FIG. 3 depicts filter 12 mounted on distal end 24 of shunt 20. The filter is expanded in its resting state and is contracted by pulling on filter collapsing string 25. In use, distal end 24 of shunt 20, having filter 12 in a contracted state, is inserted downstream atheromatous lesion 101. Filter 12 is expanded to substantially cover the perimeter of the vessel wall by releasing string 25 and returning the filter to its expanded resting state. The proximal end of shunt 20 is inserted upstream lesion 101. After endarterectomy, the proximal end of shunt 20 is removed, the arteriotomy is closed, filter 12 is collapsed by pulling on string 25, and distal end 24 of shunt 20 and filter 12 are removed.

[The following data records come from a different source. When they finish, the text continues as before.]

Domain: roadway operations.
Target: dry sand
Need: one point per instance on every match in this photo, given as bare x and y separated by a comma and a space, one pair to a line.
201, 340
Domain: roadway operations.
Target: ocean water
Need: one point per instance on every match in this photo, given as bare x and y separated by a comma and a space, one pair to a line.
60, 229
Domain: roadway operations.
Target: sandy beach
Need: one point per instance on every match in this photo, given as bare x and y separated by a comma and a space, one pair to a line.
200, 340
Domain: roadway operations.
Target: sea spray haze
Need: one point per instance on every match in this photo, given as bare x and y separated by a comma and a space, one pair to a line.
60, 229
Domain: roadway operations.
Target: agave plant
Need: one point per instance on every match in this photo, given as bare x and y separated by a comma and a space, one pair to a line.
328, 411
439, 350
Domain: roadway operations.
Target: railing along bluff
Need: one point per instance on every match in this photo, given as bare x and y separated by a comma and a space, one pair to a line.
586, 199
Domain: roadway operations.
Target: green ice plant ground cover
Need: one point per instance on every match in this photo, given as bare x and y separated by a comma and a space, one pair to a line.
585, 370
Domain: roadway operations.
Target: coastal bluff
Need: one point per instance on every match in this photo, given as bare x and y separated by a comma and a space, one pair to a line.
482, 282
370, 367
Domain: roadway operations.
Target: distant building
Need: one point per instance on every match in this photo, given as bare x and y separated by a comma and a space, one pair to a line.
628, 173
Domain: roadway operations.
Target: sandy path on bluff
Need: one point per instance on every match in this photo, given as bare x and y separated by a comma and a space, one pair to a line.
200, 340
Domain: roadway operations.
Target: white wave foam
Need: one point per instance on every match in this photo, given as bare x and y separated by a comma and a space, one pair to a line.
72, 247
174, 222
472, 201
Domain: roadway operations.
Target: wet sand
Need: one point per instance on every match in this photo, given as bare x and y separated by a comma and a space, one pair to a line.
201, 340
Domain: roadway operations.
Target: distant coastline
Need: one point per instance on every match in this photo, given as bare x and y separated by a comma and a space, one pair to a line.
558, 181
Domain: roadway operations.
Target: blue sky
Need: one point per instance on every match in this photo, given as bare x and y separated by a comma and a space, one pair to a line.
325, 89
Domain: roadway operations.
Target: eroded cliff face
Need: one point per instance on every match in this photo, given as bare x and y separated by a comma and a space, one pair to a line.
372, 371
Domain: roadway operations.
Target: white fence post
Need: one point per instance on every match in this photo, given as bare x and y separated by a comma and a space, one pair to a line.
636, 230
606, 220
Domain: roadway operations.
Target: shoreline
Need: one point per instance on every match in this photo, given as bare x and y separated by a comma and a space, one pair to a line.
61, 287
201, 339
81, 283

FIG. 4A depicts a shunt/introducer assembly having lumen 30 adapted for perfusion of blood and lumen 33 adapted for insertion of a filter device. Lumens 30 of shunt 20, and lumen 33 of introducer 15 merge and communicate at distal port 35. In use, the collapsed filter on a wire or catheter is inserted and deployed downstream atheromatous lesion 101, and the distal end of the shunt is inserted over the filter wire or catheter into the artery. Filter 12 captures embolic debris. Back-bleeding through the shunt occurs from the distal opening 13 of lumen 15 in order to purge air from within the shunt. After the shunt is purged, the proximal opening of shunt 20 is inserted upstream of lesion 101 and secured by a clamp (not shown). Blood flows from the proximal end to the distal end of the shunt during endarterectomy to maintain vascular perfusion. Hemostatic valve 40, included in the proximal end of lumen 33, prevents backflow of blood.
 In another embodiment, shunt 20 is detachable from introducer 15 as depicted in FIG. 4B. Introducer 15 has lumen 31 that communicates with proximal end 32 and lumen 33 that includes hemostatic valve 40 at its proximal end. Shunt 20 has lumen 30 which communicates with distal end 34 and one or more ports in proximal end 35. Distal end 34 is attachable to proximal end 32 of the introducer. In use, the distal end of introducer 15 is inserted downstream of lesion 101. Filter 12 is advanced through the introducer into the artery, and is expanded to capture embolic debris. Proximal end 35 of shunt 20 is inserted upstream lesion 101 and distal end 34 of the shunt is attached to proximal end 32 of the introducer when shunting is required to maintain cerebral perfusion. After endarterectomy, ends 34 and 32 are disconnected, shunt 20 is removed, filter 12 containing captured debris is contracted, and introducer 15 and the filter are removed from the vessel.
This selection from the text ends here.